PAG Meeting calls for heavy fines for misuse or loss of personal data

At last Monday’s (28^th January) very well attended Positive Action Group presentation and discussion on personal data, biometrics and ID cards, the meeting voted to support a motion calling for legislation to be introduced that a set minimum fine of £25,000 for the misuse or loss of personal data; particularly by Government.
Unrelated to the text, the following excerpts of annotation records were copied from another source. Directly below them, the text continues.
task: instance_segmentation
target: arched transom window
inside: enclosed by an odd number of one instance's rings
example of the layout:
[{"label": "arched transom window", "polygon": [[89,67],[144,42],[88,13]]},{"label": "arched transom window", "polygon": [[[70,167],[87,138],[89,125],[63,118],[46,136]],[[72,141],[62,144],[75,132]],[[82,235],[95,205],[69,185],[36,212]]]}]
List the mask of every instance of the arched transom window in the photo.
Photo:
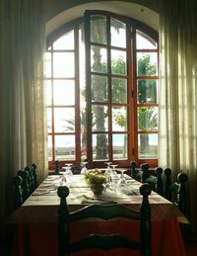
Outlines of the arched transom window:
[{"label": "arched transom window", "polygon": [[47,41],[48,161],[157,165],[158,34],[87,11]]}]

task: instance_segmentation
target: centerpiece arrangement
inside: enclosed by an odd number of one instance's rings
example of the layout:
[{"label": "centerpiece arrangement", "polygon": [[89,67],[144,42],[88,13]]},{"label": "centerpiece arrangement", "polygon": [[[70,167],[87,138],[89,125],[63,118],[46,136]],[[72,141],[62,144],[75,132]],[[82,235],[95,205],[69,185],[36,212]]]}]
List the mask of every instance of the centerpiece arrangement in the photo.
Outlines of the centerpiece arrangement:
[{"label": "centerpiece arrangement", "polygon": [[95,196],[100,195],[104,189],[103,184],[108,181],[108,175],[98,169],[91,169],[87,170],[84,176]]}]

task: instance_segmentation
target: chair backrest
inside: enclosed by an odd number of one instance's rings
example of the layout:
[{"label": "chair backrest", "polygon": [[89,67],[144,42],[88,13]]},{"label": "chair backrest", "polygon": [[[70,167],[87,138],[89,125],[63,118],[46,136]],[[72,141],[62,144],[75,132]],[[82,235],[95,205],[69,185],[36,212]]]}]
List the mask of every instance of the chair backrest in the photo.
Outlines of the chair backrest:
[{"label": "chair backrest", "polygon": [[36,169],[37,169],[37,166],[36,164],[33,163],[31,165],[32,167],[32,175],[33,175],[33,190],[35,190],[37,187],[38,187],[38,184],[37,184],[37,173],[36,173]]},{"label": "chair backrest", "polygon": [[164,198],[171,201],[171,169],[170,168],[165,168],[164,169],[164,176],[165,176],[165,181],[164,181]]},{"label": "chair backrest", "polygon": [[163,178],[162,178],[163,168],[161,168],[161,167],[156,168],[155,173],[156,173],[156,177],[157,177],[156,192],[159,195],[163,196],[164,195],[164,186],[163,186]]},{"label": "chair backrest", "polygon": [[14,209],[19,208],[24,202],[22,182],[23,182],[23,180],[19,175],[16,175],[13,179],[13,183],[14,183],[14,193],[13,193]]},{"label": "chair backrest", "polygon": [[[90,205],[83,209],[69,213],[66,198],[69,195],[69,189],[66,186],[59,187],[57,194],[60,197],[60,206],[58,210],[58,240],[59,256],[70,255],[71,252],[77,252],[83,249],[97,248],[101,250],[110,250],[112,248],[130,248],[140,251],[141,256],[151,256],[151,207],[149,204],[149,195],[151,186],[143,184],[140,187],[140,193],[143,196],[139,212],[134,212],[121,205]],[[140,240],[131,240],[122,234],[112,233],[109,235],[94,234],[82,238],[76,242],[70,242],[70,222],[80,221],[89,217],[110,220],[112,218],[127,218],[136,220],[140,223]],[[132,222],[132,221],[131,221]],[[132,230],[131,230],[132,232]],[[136,230],[133,230],[135,233]]]},{"label": "chair backrest", "polygon": [[31,195],[29,185],[29,172],[27,170],[19,170],[17,174],[22,178],[23,201],[25,201]]},{"label": "chair backrest", "polygon": [[170,189],[172,193],[172,202],[178,207],[180,212],[187,213],[187,194],[186,181],[188,177],[185,173],[179,173],[177,180],[172,183]]}]

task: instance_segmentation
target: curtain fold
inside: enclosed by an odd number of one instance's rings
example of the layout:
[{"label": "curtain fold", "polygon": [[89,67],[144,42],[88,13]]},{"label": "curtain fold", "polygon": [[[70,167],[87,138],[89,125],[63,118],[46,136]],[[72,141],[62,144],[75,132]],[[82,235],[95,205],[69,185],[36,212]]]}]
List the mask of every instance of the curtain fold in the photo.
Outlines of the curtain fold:
[{"label": "curtain fold", "polygon": [[12,179],[17,171],[34,162],[38,180],[46,176],[43,11],[40,0],[0,1],[1,223],[12,211]]},{"label": "curtain fold", "polygon": [[159,166],[188,175],[188,215],[197,231],[197,2],[162,1]]}]

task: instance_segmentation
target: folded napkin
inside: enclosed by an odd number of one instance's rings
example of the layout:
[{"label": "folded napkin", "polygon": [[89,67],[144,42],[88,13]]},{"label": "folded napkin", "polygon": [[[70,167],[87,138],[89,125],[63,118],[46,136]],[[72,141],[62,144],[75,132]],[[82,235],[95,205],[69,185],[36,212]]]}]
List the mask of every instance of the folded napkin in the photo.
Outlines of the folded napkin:
[{"label": "folded napkin", "polygon": [[88,200],[88,199],[84,199],[81,202],[82,204],[93,204],[93,205],[111,205],[111,204],[116,204],[115,201],[112,200],[108,200],[108,201],[103,201],[103,200]]},{"label": "folded napkin", "polygon": [[41,196],[45,194],[50,194],[50,190],[44,190],[44,189],[36,189],[32,196]]}]

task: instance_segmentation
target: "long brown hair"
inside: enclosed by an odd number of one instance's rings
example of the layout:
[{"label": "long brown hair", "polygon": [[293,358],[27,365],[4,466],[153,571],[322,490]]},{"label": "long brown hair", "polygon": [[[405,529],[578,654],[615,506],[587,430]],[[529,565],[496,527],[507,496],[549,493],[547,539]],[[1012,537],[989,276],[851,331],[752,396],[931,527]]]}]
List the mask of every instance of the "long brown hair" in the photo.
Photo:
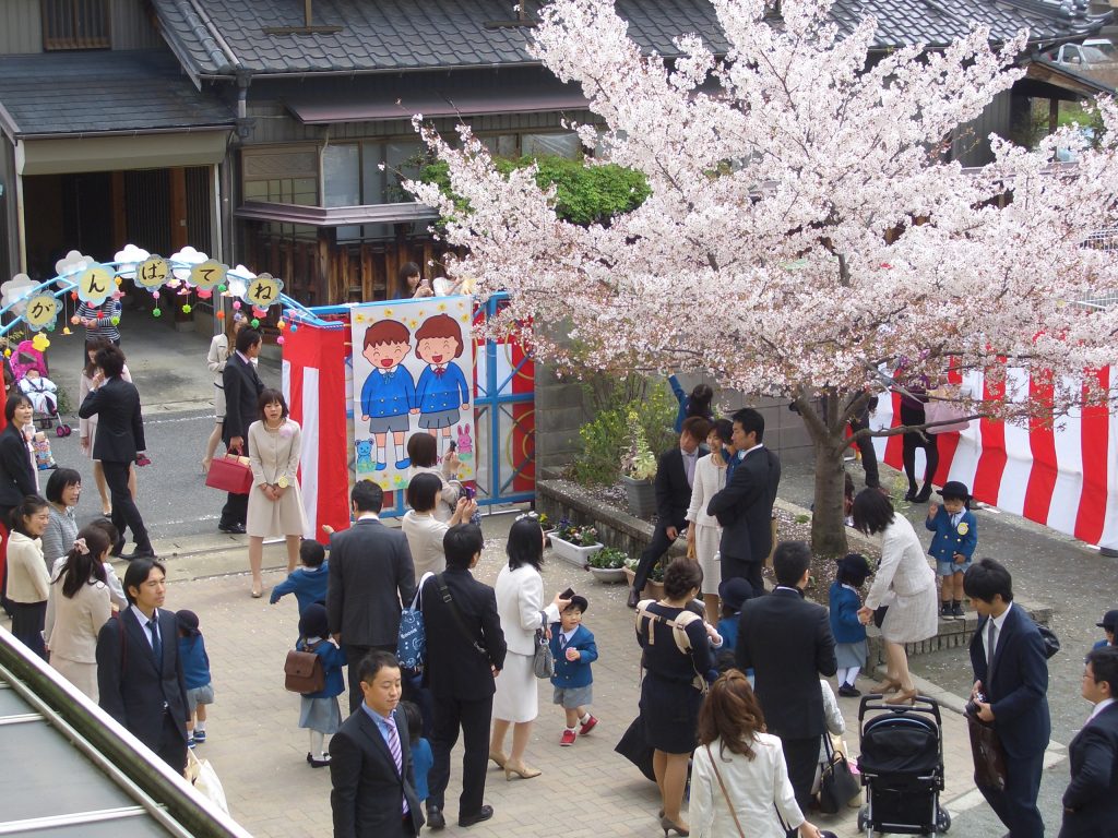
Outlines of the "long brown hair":
[{"label": "long brown hair", "polygon": [[720,739],[721,751],[729,749],[751,760],[754,736],[764,730],[765,714],[749,680],[740,669],[729,669],[711,685],[699,711],[699,744]]}]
The money collected would then be used to compensate the victims of the loss or misuse - who often suffer a prolonged, and significant, level of avoidable stress, and inconvenience, in trying to deal with the aftermath of the incident – even if no significant financial loss arises.

Members at the meeting expressed the view that if Government, in particular, was demanding ever more information from its citizens - and then ‘storing’ it on items such as passports, and potentially ID cards, - then the public needed to be convinced, and reassured, that the system was secure.

Therefore, to build the trust the public required, and to help concentrate the minds of the data controllers, the meeting thought that the ‘punishment’, for breaching that trust, needed to be more than a slapped wrist.

The concept of ‘reasonableness’ and ‘proportionality’ was introduced into a lively discussion on what is, for some, a highly sensitive subject - the obtaining and use of biometric data, such as finger prints.

General agreement was reached that finger printing primary school children, to overcome an apparent ‘problem’ with ‘lost’ library cards was neither a reasonable or proportional response.

It was also propounded that ‘conditioning’ people from an early age to accept the ‘giving-up’ of personal data voluntarily was an insidious, but steady, erosion of the individual’s ‘sovereignty’ of their personal data.